Softwarequalität nicht dem Zufall überlassen

10.09.2002 von Volker Mücke
Wer kennt das nicht: Aufwändige Entwicklungsprojekte scheitern, weil die Ziele unscharf definiert wurden, Verantwortlichkeiten unklar blieben oder Bedürfnisse der Anwender nicht 100-prozentig abgedeckt wurden. Dabei lässt sich Softwarequalität mit disziplinierten und methodischen Vorgehen durchaus erreichen. Sieben Faktoren gilt es zu beachten.

Die Praxis zeigt es immer wieder: Programmierer, Projektleiter und Koordinatoren fühlen sich durch den unvermeidbaren Kostendruck zu Eingeständnissen bei den Sicherungsmaßnahmen des Software-Qualitäts-Managements (SQM) genötigt. Nur zu oft folgt dann dem schlechten Gewissen die operative Katastrophe nach der Markteinführung. Trotz umfangreicher Literatur zum Thema SQM haftet stereotypen Lösungsansätzen wie V-Modell 97, Rational Unified Process (RUP) und Capability Maturity Model (CMM) der Geruch des Theoretischen an, was den Praktiker notwendigerweise abschreckt.
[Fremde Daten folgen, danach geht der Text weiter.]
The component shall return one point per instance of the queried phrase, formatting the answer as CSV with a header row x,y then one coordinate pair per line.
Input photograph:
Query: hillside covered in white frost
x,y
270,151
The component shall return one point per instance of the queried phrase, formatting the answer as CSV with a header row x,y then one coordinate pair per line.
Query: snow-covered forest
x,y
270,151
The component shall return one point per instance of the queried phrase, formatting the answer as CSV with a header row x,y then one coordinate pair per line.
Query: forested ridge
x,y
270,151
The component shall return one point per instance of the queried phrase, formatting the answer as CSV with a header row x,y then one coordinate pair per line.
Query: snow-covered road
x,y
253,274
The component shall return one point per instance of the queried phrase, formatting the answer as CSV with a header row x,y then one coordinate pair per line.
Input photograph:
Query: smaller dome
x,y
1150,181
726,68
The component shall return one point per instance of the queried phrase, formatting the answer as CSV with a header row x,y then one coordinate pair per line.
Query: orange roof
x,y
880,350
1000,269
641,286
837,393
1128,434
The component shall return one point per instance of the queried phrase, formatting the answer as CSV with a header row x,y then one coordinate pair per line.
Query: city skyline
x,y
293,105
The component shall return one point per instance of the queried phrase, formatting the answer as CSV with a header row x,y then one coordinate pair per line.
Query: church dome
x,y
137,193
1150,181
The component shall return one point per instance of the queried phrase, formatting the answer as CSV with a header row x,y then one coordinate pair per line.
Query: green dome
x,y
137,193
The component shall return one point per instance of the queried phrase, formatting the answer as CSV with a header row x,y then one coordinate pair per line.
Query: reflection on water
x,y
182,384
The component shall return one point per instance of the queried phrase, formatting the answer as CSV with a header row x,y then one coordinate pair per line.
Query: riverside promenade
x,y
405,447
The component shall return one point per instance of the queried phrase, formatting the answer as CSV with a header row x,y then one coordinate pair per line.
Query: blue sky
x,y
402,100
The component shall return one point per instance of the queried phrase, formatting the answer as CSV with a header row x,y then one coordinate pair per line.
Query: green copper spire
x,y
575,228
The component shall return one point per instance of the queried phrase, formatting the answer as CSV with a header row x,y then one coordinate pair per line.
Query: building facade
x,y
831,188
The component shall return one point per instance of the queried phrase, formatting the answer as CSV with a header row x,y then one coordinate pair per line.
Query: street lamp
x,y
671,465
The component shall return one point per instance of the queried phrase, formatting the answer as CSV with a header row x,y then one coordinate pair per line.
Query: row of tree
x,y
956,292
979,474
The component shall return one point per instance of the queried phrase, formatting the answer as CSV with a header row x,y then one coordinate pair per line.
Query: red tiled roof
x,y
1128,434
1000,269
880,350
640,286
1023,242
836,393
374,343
Zu komplex und trotz aller Variabilität zu unflexibel sind viele Standardvorgehensweisen. Doch wie findet sich der Projektleiter im Dschungel der möglichen Verfahrensansätze zurecht? Sieben Erfolgsfaktoren sind es, die sich als Quintessenz

langjähriger Projekterfahrung herauskristallisiert haben.

   Wissen Sie, was Sie wollen? „Wir haben genau das umgesetzt, was Sie beschrieben haben.“ - Diese Aussage von Programmierern steht stellvertretend für einen Kardinalfehler in der Softwareentwicklung. Die Anforderungen in Fachkonzepten sind häufig unverständlich, interpretationsfähig, irrelevant, unvollständig oder sogar falsch. Nicht umsonst gehören mangelhafte Anforderungen der Fachabteilungen zu den Hauptgründen für das Scheitern von IT-Projekten.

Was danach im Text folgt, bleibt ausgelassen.